Completion of the Qualifying Transaction is subject to a number of conditions,
including but not limited to, Exchange acceptance and if applicable pursuant to
Exchange Requirements, majority of the minority shareholder approval. Where
applicable, the Qualifying Transaction cannot close until the required
shareholder approval is obtained. There can be no assurance that the Qualifying
Transaction will be completed as proposed or at all.


Investors are cautioned that, except as disclosed in the management information
circular or filing statement to be prepared in connection with the Qualifying
Transaction, any information released or received with respect to the Qualifying
Transaction may not be accurate or complete and should not be relied upon.

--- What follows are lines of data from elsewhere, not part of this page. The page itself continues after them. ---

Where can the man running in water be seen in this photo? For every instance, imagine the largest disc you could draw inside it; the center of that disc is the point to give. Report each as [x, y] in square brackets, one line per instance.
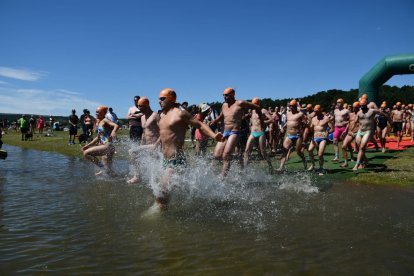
[319, 126]
[232, 113]
[366, 118]
[150, 134]
[397, 120]
[173, 125]
[351, 131]
[382, 126]
[341, 117]
[294, 128]
[257, 134]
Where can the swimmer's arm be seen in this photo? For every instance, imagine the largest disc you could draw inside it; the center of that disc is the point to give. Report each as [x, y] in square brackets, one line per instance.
[246, 104]
[331, 127]
[114, 126]
[378, 112]
[218, 119]
[91, 143]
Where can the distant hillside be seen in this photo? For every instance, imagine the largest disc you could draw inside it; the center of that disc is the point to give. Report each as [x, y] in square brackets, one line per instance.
[390, 94]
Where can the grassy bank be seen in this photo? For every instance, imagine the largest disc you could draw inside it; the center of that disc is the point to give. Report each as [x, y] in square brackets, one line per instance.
[393, 168]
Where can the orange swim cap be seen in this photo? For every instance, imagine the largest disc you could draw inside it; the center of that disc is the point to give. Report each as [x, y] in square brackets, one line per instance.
[143, 101]
[169, 94]
[256, 101]
[229, 91]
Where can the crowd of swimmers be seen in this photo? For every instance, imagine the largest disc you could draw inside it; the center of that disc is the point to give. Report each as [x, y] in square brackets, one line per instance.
[243, 124]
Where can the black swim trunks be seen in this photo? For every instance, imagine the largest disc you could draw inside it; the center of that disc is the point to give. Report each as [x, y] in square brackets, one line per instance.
[174, 163]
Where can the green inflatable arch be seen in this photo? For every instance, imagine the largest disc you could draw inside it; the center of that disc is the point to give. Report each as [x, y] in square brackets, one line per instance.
[386, 68]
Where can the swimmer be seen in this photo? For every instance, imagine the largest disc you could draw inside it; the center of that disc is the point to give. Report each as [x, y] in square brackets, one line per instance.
[341, 117]
[397, 121]
[295, 121]
[366, 118]
[150, 134]
[173, 125]
[257, 134]
[102, 145]
[319, 126]
[232, 113]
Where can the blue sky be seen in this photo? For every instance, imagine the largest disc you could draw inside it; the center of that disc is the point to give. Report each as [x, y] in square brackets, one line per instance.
[56, 55]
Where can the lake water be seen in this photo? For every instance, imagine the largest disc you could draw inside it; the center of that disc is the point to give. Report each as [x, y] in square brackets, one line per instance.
[57, 216]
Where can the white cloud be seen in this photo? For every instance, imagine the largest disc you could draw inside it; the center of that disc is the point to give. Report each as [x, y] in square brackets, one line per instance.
[21, 74]
[37, 101]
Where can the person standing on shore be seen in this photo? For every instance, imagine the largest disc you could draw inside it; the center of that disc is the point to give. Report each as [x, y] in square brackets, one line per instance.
[257, 134]
[73, 127]
[134, 120]
[40, 125]
[32, 124]
[173, 124]
[232, 113]
[102, 145]
[366, 118]
[24, 126]
[150, 135]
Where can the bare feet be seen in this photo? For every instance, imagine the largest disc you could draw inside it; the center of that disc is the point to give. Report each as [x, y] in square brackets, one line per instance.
[133, 180]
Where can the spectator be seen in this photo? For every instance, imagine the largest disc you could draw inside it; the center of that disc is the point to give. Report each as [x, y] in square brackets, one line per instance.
[89, 123]
[32, 124]
[134, 120]
[111, 115]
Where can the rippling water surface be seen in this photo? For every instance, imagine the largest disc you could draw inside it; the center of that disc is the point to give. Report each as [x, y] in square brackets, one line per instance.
[56, 216]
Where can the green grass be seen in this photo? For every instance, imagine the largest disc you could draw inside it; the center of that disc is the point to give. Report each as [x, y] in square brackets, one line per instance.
[393, 168]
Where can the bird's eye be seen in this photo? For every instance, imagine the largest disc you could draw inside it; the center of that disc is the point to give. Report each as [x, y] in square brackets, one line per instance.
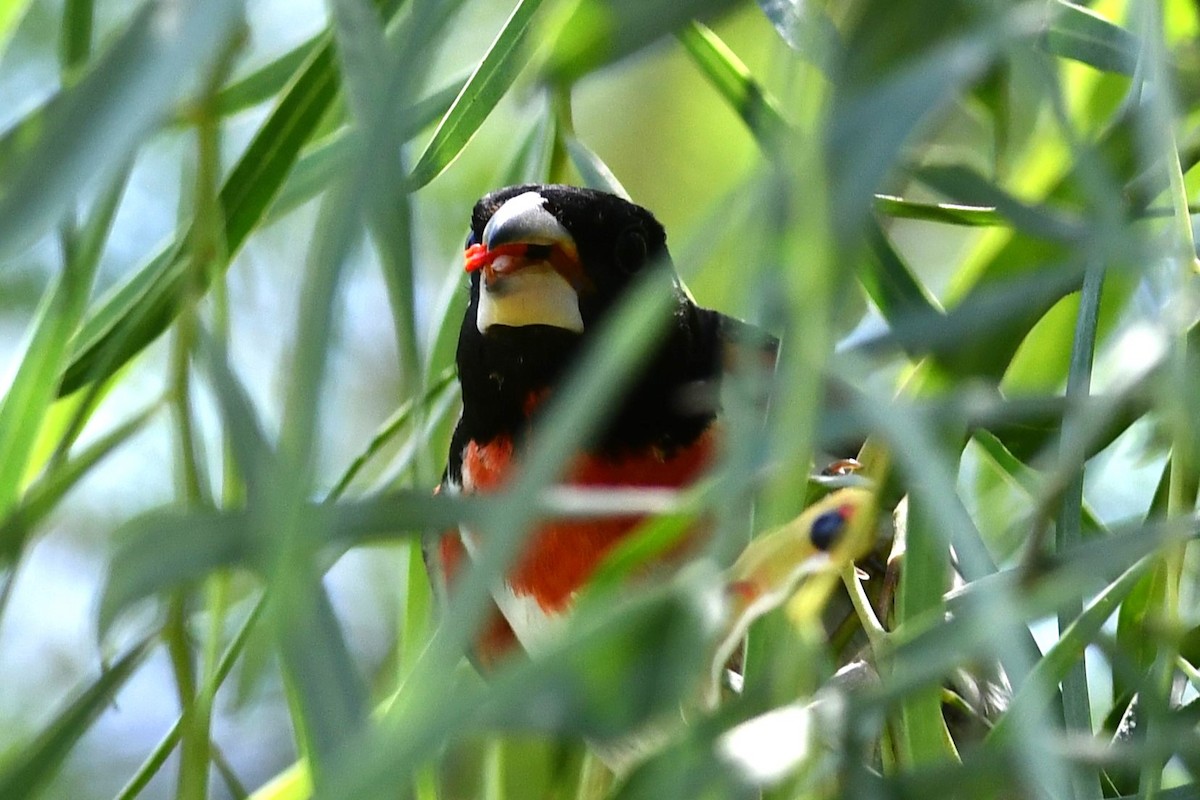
[630, 252]
[827, 528]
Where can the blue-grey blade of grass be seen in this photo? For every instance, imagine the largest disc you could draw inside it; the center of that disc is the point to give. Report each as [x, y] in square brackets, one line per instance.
[97, 125]
[599, 32]
[29, 769]
[328, 693]
[807, 29]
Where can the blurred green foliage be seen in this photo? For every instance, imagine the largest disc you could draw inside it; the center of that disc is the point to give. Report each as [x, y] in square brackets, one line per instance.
[969, 222]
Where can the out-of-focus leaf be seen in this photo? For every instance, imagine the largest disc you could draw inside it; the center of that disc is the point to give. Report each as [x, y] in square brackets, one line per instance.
[323, 160]
[610, 673]
[874, 115]
[269, 79]
[27, 770]
[75, 41]
[807, 29]
[1068, 650]
[166, 549]
[29, 396]
[138, 311]
[731, 78]
[601, 31]
[95, 126]
[45, 494]
[945, 212]
[1080, 34]
[891, 284]
[964, 185]
[594, 172]
[485, 88]
[10, 16]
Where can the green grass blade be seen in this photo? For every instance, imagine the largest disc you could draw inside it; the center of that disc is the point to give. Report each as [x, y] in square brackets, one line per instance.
[592, 169]
[487, 84]
[269, 79]
[324, 158]
[31, 392]
[732, 80]
[166, 549]
[600, 31]
[964, 185]
[11, 14]
[75, 40]
[1083, 35]
[808, 30]
[27, 770]
[891, 284]
[45, 494]
[1067, 651]
[138, 311]
[99, 122]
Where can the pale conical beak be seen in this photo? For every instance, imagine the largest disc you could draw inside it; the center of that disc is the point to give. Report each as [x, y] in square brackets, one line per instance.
[526, 220]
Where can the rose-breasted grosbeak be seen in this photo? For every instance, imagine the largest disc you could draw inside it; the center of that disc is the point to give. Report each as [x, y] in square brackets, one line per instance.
[546, 264]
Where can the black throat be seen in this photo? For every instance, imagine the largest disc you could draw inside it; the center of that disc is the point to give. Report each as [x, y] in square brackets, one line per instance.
[669, 404]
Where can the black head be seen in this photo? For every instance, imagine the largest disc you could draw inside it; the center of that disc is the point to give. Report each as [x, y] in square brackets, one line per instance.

Trading in the securities of a capital pool company should be considered highly
speculative.


This news release discusses items that may constitute forward-looking statements
within the meaning of securities laws and that involve risks and uncertainties.

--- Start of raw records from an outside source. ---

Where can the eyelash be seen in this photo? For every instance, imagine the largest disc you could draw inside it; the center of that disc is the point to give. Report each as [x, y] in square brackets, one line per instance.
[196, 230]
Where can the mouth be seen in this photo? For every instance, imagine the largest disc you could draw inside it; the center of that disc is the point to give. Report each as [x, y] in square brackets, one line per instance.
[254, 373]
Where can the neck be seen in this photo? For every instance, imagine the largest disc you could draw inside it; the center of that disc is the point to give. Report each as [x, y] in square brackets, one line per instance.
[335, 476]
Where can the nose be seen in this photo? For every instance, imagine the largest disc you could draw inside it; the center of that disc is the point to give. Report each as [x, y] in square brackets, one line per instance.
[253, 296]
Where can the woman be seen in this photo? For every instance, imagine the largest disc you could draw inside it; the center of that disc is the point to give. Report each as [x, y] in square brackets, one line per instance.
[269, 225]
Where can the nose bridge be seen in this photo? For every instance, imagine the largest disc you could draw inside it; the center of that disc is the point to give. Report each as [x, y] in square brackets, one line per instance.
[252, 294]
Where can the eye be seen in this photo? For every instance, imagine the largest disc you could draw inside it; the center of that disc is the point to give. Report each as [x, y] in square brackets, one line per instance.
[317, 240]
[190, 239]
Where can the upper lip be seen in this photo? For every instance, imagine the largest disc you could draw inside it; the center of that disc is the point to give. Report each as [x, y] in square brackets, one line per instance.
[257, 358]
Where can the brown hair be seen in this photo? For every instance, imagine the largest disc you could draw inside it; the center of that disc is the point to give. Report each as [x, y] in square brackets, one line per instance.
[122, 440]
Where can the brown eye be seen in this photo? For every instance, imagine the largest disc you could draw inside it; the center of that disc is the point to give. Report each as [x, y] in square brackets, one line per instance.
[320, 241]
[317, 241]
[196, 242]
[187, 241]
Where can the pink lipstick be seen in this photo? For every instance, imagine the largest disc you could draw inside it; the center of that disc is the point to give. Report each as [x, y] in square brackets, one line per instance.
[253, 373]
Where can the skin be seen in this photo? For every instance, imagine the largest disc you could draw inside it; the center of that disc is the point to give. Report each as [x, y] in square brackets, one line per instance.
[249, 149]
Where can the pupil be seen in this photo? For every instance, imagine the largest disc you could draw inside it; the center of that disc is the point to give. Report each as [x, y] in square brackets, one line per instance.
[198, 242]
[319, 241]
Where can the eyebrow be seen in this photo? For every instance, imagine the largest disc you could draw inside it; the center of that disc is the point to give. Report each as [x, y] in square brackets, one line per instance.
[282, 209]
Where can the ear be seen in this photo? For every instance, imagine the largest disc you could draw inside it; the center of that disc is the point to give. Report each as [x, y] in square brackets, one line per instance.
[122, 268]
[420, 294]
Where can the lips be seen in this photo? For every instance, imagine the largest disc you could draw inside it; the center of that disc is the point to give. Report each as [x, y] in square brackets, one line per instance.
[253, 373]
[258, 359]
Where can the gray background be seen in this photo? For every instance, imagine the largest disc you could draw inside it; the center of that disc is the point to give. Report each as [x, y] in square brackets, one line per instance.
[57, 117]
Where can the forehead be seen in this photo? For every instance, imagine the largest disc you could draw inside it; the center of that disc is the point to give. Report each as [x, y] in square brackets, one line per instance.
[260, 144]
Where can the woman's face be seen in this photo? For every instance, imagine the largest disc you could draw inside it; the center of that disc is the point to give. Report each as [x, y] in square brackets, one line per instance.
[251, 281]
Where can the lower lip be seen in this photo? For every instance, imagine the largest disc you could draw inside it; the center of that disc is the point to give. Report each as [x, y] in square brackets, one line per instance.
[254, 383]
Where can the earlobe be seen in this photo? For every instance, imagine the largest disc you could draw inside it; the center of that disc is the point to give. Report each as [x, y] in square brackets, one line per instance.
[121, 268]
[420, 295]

Such statements include those with respect to the completion of the Qualifying
Transaction, the composition of Kanosak's management following the Qualifying
Transaction, the preparation of the geological report regarding the Property,
the funds to be raised in connection with the Private Placement and Kanosak's
business plans and operations following the Qualifying Transaction. Although
Kanosak believes in light of the experience of its officers and directors,
current conditions and expected future developments and other factors that have
been considered appropriate that the expectations reflected in such
forward-looking statements are based on reasonable assumptions, they can give no
assurances that those expectations will be achieved and actual results may
differ materially from those contemplated in the forward-looking statements and
information. Such assumptions, which may prove incorrect, include the following:


(i) the Qualifying Transaction will obtain all required regulatory approvals and
any applicable shareholder approvals, (ii) the Vendor's management will not
identify and pursue other business objectives following the Qualifying
Transaction, (iii) Kanosak will succeed in obtaining any necessary future
financing to fund its ongoing operations and work plans, (iv) no material
obstacles, technical or otherwise, will hinder Kanosak's operations following
the Qualifying Transaction and (v) the price of metals will remain sufficiently
high and the costs of advancing Kanosak's projects sufficiently low so as to
permit those corporations to implement their business plans in a profitable
manner. Factors that could cause actual results to differ materially from
expectations include (i) Kanosak's failure to make effective use of its
available funds following the Qualifying Transaction, (ii) the failure of
Kanosak's drilling projects for technical, logistical, labour- relations or
other reasons, (iii) the inability of the Vendor and Kanosak to obtain the
necessary approvals for the Qualifying Transaction, (iv)a decrease in the price
of metals below what is necessary to sustain Kanosak's operations, (v) an
increase in Kanosak's operating costs above what is necessary to sustain its
operations, (vi) accidents, labour disputes or the materialization of similar
risks, (vii) a deterioration in capital market conditions that prevents Kanosak
from raising the funds that it requires on a timely basis, (viii) an inability
or unwillingness of the Vendor or Kanosak to complete the Qualifying Transaction
for whatever reason, (ix) an inability or unwillingness of the individuals named
above to serve as directors or officers of Kanosak following the Qualifying
Transaction, (x) an inability to secure subscribers or obtain funds under the
Private Placement and (xi) generally, an inability of Kanosak to develop and
implement a successful business plan for any reason. These factors and others
are more fully discussed in the filings of the Vendor and of Kanosak with
Canadian securities regulatory authorities available at www.sedar.com.